Yugouliang’s yoga craze has been well covered in China’s state-controlled news media. The local government has said it is giving Lu $1.5 million for a nursing home and a yoga pavilion, a gleaming, glass-walled compound that will make it easier for villagers to practice year-round.
But his goal of setting off a tourism boom could be difficult to achieve. The village is hard to reach and there are no amenities to speak of.
Lu still sees positives. Yoga-strengthened residents, he said, save on medical costs.
There are about 36 yoga regulars in Yugouliang, who showed remarkable stamina when they gathered on a recent afternoon. Wearing the same outfits that they use to farm, scarves tied around their heads to protect them from the hot sun, they blazed through a 15-minute routine of standing splits, side planks and boat poses.
After that, Lu selected several people to perform headstands and splits, to the applause of others. Around them, gaptoothed women in their 80s and 90s watched from worn armchairs.
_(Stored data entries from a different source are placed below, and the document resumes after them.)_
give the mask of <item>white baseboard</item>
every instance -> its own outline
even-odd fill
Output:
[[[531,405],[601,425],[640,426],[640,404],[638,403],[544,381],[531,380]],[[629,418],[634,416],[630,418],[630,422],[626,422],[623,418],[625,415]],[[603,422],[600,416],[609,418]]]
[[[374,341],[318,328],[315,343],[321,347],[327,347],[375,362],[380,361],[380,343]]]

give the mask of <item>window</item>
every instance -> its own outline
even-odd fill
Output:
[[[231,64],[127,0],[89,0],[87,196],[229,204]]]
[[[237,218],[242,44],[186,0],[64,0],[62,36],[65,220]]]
Ge Luyun spent years taking medicine to treat the pain in her shoulder and elbow. Two years ago, the 62-year-old weighed over 150 pounds.
Then she started doing yoga. Ge has lost 11 pounds and said she has a flatter stomach.
“Now, I don’t have to take a single painkiller,” Ge said.
All around the village, there are drawings of stick figures in yoga poses and slogans painted by Lu.
“Be Good Farmers in the New Era,” one said, invoking one of President Xi Jinping’s pet phrases.
Jing Wanshan, 68, said years of walking from putting his sheep out to pasture caused his legs to hurt. Previously, he struggled to run two or three laps around the exercise square. Now he can do 20.
Lu said he had bigger plans. He wants to turn Yugouliang into a yoga training base for farmers from all over China, which he says will draw tourists as well.
“All these are dreams for now,” Lu said as he drove amid mud-brick homes and toilets that were little more than pits. “But one has to have dreams.”